We have to be clear, however, and remember that there is a distinction between the positive and the permissive will of God. The God I pray to does not positively inflict damage and disaster; permitting it, however, is another story that leads to considerations of the uses of human freedom. It prompts thoughts, in the Katrina context, about our human responsibility for prevention and repair. Much of what happened in New Orleans could have been prevented by better engineering and stronger political will; the need for both is now urgent as recovery efforts begin.
Is God trying to tell us something? Maybe. God's message would surely be one of love. Love for the victims, love also for the rest of us survivors, rescue workers, caregivers, and observers who, in response to God's love, can now show ourselves to possess a faith, hope, and love strong enough to sustain the generosity, resourcefulness, and commitment needed to rebuild New Orleans and the Gulf Coast communities (not to mention the rebuilding that still remains to be done in South Asia in the wake of the tsunami). The need will be there for decades to come.

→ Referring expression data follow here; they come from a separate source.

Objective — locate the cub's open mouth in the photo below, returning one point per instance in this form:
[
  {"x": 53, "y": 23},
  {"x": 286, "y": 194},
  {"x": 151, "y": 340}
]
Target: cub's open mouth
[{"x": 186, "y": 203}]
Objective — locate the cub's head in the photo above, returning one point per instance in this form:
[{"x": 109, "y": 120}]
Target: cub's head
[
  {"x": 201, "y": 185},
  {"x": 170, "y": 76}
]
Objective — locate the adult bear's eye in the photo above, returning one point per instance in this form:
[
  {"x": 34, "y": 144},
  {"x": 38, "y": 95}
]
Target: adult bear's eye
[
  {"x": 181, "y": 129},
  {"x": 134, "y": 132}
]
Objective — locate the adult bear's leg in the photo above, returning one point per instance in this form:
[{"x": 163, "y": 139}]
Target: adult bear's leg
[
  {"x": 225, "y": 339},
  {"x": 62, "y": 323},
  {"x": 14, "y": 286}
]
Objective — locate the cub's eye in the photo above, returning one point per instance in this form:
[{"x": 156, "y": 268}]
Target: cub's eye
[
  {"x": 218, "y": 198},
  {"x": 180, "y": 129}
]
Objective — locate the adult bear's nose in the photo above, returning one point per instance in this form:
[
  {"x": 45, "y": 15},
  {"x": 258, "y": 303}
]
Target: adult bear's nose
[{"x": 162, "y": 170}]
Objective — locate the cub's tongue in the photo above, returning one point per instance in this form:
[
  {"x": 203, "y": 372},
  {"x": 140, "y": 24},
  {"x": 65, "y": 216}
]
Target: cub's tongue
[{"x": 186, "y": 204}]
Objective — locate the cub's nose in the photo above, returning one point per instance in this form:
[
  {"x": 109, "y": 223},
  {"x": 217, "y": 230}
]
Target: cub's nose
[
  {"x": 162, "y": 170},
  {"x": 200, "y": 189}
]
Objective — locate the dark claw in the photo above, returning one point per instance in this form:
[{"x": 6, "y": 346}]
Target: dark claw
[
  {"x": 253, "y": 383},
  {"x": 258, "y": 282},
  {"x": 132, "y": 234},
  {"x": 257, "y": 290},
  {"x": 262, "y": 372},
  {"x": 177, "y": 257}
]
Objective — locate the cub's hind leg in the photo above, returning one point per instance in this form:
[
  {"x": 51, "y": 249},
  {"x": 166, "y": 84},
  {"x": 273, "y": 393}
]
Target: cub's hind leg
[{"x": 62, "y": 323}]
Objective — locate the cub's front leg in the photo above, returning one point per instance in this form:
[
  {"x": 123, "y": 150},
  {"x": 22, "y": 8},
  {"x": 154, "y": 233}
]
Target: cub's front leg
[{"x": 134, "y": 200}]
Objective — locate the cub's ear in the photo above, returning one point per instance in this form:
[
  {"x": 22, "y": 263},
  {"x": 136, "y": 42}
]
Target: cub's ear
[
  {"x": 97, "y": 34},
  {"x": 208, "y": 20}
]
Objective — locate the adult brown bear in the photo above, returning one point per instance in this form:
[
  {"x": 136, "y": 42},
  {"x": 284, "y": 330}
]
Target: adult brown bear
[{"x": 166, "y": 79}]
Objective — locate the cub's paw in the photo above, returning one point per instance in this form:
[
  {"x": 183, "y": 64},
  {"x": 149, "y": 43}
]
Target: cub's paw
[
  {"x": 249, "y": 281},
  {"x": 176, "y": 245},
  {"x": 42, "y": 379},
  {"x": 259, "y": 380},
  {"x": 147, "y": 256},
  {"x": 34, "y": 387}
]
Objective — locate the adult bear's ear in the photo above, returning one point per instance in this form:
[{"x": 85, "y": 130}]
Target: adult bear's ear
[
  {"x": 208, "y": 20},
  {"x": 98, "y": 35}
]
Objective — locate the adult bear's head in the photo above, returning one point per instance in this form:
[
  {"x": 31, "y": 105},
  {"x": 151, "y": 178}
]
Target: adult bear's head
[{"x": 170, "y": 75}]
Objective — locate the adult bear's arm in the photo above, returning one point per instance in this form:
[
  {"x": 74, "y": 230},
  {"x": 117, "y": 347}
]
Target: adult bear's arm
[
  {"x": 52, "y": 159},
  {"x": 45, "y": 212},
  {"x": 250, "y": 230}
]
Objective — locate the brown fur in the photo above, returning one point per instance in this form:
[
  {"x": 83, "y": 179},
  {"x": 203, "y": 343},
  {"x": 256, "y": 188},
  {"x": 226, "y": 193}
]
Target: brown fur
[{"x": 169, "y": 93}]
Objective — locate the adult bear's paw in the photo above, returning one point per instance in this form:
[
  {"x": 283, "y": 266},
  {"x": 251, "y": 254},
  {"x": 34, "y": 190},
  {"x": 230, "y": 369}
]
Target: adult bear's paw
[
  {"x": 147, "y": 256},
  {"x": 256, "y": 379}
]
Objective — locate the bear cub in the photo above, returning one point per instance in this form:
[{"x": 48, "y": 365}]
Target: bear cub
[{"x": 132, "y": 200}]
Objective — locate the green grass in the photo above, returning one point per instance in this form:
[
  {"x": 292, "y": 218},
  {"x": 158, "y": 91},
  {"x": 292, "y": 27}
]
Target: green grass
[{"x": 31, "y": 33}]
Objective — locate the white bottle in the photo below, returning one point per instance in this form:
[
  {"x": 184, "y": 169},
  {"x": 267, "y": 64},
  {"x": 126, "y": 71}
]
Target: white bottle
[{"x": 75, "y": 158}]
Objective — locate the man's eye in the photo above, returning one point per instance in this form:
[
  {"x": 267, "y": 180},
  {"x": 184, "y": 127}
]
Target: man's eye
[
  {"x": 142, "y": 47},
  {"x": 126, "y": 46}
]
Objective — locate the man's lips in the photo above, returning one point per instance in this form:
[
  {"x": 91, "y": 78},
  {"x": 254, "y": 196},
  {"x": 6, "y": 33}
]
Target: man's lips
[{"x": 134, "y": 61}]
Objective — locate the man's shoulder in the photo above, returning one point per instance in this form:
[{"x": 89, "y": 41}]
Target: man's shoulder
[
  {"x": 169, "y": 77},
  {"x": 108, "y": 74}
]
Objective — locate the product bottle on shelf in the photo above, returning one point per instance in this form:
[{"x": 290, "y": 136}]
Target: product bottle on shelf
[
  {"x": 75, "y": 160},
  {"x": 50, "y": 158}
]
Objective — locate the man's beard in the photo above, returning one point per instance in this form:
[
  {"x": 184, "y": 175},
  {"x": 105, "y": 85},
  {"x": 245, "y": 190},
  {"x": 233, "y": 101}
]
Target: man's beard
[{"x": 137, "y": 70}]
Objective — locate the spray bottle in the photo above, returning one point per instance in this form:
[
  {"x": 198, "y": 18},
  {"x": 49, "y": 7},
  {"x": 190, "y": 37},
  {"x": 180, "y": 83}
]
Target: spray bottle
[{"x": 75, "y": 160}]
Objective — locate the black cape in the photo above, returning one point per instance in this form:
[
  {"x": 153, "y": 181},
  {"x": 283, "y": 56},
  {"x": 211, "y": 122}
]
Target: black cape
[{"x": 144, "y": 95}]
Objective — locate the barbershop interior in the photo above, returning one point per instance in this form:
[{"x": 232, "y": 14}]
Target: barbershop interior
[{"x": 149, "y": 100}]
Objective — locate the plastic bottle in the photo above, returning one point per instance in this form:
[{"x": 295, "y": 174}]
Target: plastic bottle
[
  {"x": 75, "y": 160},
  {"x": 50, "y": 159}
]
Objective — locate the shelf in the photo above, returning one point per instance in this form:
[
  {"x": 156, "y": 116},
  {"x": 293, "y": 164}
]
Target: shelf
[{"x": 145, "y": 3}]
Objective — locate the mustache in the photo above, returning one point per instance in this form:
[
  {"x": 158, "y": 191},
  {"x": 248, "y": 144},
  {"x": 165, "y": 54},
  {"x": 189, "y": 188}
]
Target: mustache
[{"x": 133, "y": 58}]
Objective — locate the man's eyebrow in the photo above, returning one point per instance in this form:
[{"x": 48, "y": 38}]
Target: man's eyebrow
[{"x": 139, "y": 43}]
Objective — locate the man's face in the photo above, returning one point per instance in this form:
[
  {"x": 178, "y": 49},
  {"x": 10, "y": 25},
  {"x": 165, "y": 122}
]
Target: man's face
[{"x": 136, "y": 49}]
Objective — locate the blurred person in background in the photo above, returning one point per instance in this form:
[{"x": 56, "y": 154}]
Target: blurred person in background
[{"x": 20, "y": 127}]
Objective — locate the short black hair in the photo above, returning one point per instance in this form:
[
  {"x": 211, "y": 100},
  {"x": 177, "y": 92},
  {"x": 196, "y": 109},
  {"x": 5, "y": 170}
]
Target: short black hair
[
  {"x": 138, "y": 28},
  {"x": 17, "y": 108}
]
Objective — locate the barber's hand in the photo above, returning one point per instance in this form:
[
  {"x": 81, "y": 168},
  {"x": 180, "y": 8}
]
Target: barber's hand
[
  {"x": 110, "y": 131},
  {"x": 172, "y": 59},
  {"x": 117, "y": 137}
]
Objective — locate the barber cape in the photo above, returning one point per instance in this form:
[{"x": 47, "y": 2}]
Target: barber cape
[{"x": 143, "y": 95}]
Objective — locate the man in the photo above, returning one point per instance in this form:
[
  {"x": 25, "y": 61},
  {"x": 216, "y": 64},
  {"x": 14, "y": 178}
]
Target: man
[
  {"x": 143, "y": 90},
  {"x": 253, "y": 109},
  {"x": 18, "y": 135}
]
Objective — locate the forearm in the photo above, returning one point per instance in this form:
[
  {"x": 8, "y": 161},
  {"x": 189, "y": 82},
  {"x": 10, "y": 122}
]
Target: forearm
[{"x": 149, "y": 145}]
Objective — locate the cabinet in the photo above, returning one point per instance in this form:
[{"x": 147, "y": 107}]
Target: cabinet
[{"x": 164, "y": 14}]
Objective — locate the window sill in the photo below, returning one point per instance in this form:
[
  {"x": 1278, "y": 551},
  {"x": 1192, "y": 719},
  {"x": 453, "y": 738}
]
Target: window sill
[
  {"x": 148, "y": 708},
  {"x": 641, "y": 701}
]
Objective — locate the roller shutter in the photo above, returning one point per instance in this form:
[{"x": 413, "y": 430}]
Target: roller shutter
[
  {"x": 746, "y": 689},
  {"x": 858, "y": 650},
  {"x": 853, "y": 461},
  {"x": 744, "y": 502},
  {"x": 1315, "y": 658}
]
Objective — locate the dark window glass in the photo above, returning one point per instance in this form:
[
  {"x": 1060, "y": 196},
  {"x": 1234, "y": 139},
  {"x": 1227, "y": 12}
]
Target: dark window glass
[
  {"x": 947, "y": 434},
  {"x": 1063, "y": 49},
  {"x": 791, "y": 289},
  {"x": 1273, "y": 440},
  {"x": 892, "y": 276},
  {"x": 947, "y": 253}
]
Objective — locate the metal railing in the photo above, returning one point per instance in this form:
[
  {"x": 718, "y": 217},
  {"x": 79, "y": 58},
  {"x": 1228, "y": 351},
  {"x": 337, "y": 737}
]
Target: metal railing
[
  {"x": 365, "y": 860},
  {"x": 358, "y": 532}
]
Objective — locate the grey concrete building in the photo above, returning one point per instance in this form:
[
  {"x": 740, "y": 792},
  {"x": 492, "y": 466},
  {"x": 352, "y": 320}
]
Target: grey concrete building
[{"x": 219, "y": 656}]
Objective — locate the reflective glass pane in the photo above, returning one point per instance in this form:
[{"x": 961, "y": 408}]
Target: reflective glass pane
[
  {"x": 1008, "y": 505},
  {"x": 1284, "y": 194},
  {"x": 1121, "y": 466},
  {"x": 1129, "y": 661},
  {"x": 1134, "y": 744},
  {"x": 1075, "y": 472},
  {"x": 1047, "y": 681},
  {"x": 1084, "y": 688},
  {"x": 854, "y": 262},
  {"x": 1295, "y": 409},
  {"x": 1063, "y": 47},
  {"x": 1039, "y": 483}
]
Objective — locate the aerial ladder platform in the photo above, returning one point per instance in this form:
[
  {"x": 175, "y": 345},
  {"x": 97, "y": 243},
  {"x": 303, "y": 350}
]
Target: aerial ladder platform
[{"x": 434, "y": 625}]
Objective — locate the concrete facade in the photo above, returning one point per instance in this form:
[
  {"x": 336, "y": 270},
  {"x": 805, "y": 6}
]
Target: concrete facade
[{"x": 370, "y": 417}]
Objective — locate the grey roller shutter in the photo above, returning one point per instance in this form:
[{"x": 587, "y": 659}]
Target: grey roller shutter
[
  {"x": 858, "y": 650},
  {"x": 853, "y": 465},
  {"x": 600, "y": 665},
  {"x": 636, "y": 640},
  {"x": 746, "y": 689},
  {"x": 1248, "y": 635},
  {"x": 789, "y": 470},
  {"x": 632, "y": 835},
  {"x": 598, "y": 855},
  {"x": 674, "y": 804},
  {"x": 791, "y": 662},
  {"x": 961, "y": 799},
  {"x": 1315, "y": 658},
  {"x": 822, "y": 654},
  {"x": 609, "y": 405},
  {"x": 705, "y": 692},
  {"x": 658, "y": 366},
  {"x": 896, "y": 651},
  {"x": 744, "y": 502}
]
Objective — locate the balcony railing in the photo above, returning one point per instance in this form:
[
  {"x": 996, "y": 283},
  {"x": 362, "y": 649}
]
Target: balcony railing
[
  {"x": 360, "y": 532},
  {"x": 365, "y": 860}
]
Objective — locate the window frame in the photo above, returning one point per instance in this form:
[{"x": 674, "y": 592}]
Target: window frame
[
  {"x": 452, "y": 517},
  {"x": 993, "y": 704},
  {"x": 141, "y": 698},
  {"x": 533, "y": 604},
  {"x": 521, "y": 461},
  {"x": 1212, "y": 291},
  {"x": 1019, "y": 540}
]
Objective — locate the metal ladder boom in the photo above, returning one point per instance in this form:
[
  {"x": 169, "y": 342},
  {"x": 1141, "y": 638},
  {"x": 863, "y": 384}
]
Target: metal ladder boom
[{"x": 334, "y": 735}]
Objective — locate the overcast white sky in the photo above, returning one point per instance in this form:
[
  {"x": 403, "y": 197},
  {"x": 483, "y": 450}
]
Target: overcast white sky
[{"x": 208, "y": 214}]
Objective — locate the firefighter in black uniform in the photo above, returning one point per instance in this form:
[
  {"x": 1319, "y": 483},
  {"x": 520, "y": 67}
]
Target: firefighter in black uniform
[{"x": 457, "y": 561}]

Those of us on this side of the globe, moved as we were by the spectacle of death and destruction in South Asia, should be thinking of ourselves more frequently and consistently as global citizens with responsibilities toward those on the other side of the world with whom we share the same human nature. We should be more inclined to share our wealth and technology with those in such desperate need. Enough months have passed since the tsunami hit South Asia to give us a fair measure of our seriousness in this regard. We don't have all that much to brag about.
Remembering the distinction between the positive and the permissive wills of God, we have to acknowledge that God did not strike in either of these instances; a natural disaster did. Why and to what purpose, then, did God, the creator of all things natural, permit it? I can't say and don't know anyone who can.
Depending on the quality and quantity of our response to natural disasters, however, we might come to see ourselves as somehow better off for the experience--larger of heart, more fully human, participants in a consciousness of human solidarity never known before. But the evidence for that will have to be measurable; it will have to become visible in terms of peace, justice, economic development, and love for one another.
There is now so much evidence to the contrary in our world, including the corner of the world we call New Orleans, that our hope is strained and our faith is being put to the test. Only shame can accompany our growing awareness that those most heavily hit in New Orleans were poor, black people living on the margins in a city that for years has displayed characteristics of a Third World country. Too many white, rich, and powerful people have been content to do nothing about the situation, just to coexist for years with the poverty and racism in the city we like to call The Big Easy. Not so easy now.
St. Basil the Great said, "Sin is the misuse of powers given us by God for doing good." How we Americans use our power now in rebuilding the Gulf Coast and the city of New Orleans has something to say about our prospects for avoiding sin and working out our own salvation. And how we use our intellectual power to come up with a way of neutralizing, destroying, diffusing, or dissolving slow-moving hurricanes long before they come ashore is not just a scientific and engineering question, but a genuine moral challenge.
I suspect there were doubters, even scoffers, when President John F. Kennedy said that within a decade we would put a man on the moon. Many thought it couldn't be done. I'd like to hear President George W. Bush make a similar declaration now with respect to neutralizing hurricanes before they hit shore. Perhaps it cannot be done; I don't know. Perhaps science holds no solution along these lines. But I'd rest easier if I knew that no scientific stone is being left unturned in the search for such a solution.